I can not understand why everybody wants to see spikes of more than $1000 - $2000 everyday, they are not healthy for bitcoin, they are killing bitcoin because they are exposing it to be crasheable at any time.
This behavior is perfectly normal for not only bitcoin, but any other asset. After such insanely extreme volatility that we've seen recently, it's not unusual for it to relatively calm down.
Lets just wait a bit, i dont think that it will suddenly be touching thirty thousand dollars, because that is a huge rate, and how is going to buy more than 300 billion dollars worth of bitcoin in order to drive the price to a x2?
I dont think that a regular person will do it, not even a big bank, because that amount of money is not easy to find.
So this is a fundamental misunderstanding of how prices move. In order to double the price of bitcoin, you would need FAR less than $300 billion. The amount needed to push the price to double its current price has nothing to do with its market cap.
The price of bitcoin is whatever the last person to buy bitcoin (or sell) paid. Think about an order book. Imagine if there were very few orders, and they were spread out. What I mean is, there may be $1 million worth of orders to buy bitcoin between $17k and $18k, and then there might be $1.5 million worth or orders between $18k and $19k, and say there's like $10 million worth of orders between $19k and $25k. You could buy all of these orders for $12.5 million in this hypothetical scenario, which would result in the price of bitcoin being $25k. The market cap has all of a sudden increased by almost $150 billion but all it took was $12.5 million. Moving the price of an asset depends on the volume of trades, not the market cap.

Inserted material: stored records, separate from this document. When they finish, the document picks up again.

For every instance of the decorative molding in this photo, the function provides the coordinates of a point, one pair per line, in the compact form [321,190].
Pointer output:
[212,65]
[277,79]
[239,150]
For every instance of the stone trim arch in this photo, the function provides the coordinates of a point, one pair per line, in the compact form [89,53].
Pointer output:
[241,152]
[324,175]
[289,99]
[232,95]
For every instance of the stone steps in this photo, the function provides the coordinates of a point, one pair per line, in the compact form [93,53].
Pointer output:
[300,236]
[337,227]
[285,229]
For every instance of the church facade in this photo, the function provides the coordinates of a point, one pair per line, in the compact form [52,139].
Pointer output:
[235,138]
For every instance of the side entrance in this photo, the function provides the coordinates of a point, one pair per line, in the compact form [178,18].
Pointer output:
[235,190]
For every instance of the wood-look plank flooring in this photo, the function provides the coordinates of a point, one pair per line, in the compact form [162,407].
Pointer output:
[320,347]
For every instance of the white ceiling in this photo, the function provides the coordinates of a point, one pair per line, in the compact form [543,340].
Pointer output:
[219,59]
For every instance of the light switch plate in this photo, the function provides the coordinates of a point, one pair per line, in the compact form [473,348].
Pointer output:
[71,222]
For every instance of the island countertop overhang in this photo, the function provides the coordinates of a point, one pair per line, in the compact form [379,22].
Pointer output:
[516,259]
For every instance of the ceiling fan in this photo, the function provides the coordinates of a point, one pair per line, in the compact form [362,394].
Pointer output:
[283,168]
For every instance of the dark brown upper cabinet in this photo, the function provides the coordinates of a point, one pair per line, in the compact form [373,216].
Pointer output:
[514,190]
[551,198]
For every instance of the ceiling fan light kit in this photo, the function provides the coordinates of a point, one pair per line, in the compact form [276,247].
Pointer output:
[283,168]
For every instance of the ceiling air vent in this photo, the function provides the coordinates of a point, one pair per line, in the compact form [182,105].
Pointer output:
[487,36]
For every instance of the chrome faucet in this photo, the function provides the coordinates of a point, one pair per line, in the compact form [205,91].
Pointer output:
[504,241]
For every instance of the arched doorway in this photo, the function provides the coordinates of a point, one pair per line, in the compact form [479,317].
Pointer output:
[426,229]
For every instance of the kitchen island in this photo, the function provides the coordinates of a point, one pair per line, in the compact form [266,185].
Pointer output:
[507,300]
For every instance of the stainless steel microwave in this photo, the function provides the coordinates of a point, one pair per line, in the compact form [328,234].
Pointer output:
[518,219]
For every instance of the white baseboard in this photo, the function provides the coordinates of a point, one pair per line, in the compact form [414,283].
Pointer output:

Basically the market cap of an asset does not mean the total value of all of that asset is really that amount, and the amount of buying or selling interest required to move the price is correlated with volume and has nothing to do with market cap.
A completely unrelated side note that I think is kind of interesting is that even though Jeff Bezos is the richest man in the world on paper, because of this logic, he is FAR less rich than Bill Gates, Warren Buffet, and many other billionaires. The vast majority of his fortune is in Amazon stock, and he would not be able to move that money out of AMZN without crashing the price and devaluing the remainder of his fortune. If he wants to diversify and move his money out of AMZN, he has to do it slowly over many, many years. If he sold even 10% of his fortune, it would likely cut the price of the remainder of his fortune in half or maybe even worse.